Sea Turtles on the Outer Banks

Sea Turtles on the Outer Banks


Every year, thousands of visitors venture to the sun-soaked shorelines of the Outer Banks of North Carolina in search of the perfect spot for rest and relaxation or the opportunity to partake in a wide array of recreational activities ranging from surfing to standup paddleboarding. However flip flop-clad vacationers hoping to spend a week making memories that will last a lifetime aren’t the only ones who travel hundreds of miles to spend time on the string of thin barrier islands that make up the so-called OBX.

Photo: National Park Service

Every year, from May until September, adult female sea turtles make the arduous journey from the open waters of the Atlantic Ocean to the coast of North Carolina to dig a hole deep down in the sand and lay dozens of eggs under the cover of darkness. Despite these sea turtles’ efforts to tuck their nest safely above the high-tide line, the majority of baby sea turtles that hatch from these eggs don’t survive longer than their first few days of life at sea—if they make it from the safety of the sand to the ocean waves at all. Those sea turtles that are fortunate enough to survive the trek to the sea are also faced with an assortment of natural and manmade threats with the potential to eliminate their chances of ever reaching adulthood.

Photo: Network for Endangered Sea Turtles (N.E.S.T.)

According to the National Oceanic and Atmospheric Administration (NOAA), all sea turtles found in U.S. waters are listed in the Endangered Species Act, which was signed on Dec. 28, 1973, and provides protections for species that are deemed threatened or endangered, as well as conservation of the habitats and ecosystems upon which they depend. From pollution, climate change and entanglement in debris to accidental capture by commercial fishing operations, strikes by vessels and destruction of their nesting and feeding habitats, a variety of threat pose serious risks for the survival of sea turtles today. These issues have caused a rapid decline in sea turtle populations since the 1930s, prompting conservationists to team up to help combat the threats these sea turtles face and to help increase their chances of survival.

Photo: Stephanie Banfield

Seven species of sea turtles have been identified, five of which can be found along the coast of North Carolina’s Outer Banks: the loggerhead, leatherback, green, Kemp’s ridley and hawksbill. When sea turtle nesting season begins on the OBX in May, female sea turtles come ashore to lay approximately 100-120 eggs the size of ping-pong balls in their nest, which is also called a “clutch.” The nest consists of a hole in the sand that is typically 1-2 feet in depth, and once the eggs have been laid, the sea turtle covers the hole and the eggs with sand before venturing back out to sea. Sea turtle nests are virtually invisible on the surface, with the turtle’s tracks from the nest to the water being the only way to tell any eggs were laid on the shore. Although female sea turtles only nest every other or every third year, during nesting years the turtle will return to the beach lay another nest of eggs every two weeks or so—typically resulting in a total of between four and seven nests per turtle.  

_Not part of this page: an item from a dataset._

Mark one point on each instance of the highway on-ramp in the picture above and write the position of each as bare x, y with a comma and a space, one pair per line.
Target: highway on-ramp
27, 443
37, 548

Most nests of eggs incubate under the sand for a period of 60 days before they hatch, but if the nests are made during cooler weather or shady spots, the eggs can take as many as 100 days to hatch. Volunteers—such as those involved with the Network for Endangered Sea Turtles (N.E.S.T.)—comb the coastline daily from May to September in search of turtle tracks that indicate the location of a new sea turtle nesting spot, and once a nest is found it is monitored closely throughout the duration of the incubation period. Wooden stakes and caution tape are used to create a square border around sea turtle nests on the Outer Banks to indicate their location and prevent them from being tampered with or driven over on four-wheel drive beaches. Volunteers keep a close eye on the nests, searching for signs of disturbance from people, animals and overwash, and watch for clues that the nest is about to hatch, or “boil.”

Photo: Stephanie Banfield

When a nest begins to hatch—which typically occurs during the evening hours—volunteers restrict access to a wide swath of shoreline from the dunes to the edge of the ocean to protect the hatchlings from beachgoers and other dangers. Nests can take several hours or even days to boil after the first signs of hatching occur, but once the process begins, all of the sea turtle hatchlings start their journey from the depths of the hole in the sand to the waves lapping at the shoreline within minutes of one another.

Photo: Stephanie Banfield

Volunteers stand by to ensure all the hatchlings successfully make it to the sea without any inference from predators—such as seagulls—and help guide any wayward hatchlings that head the wrong direction back toward the water. It is the hopes of volunteers and conservationists alike that once these sea turtles have all been safely escorted to the sea, some will survive to adulthood and return to the shores of the Outer Banks of North Carolina someday to begin the process all over again—and that one day sea turtle populations will flourish and they will no longer find themselves an endangered species.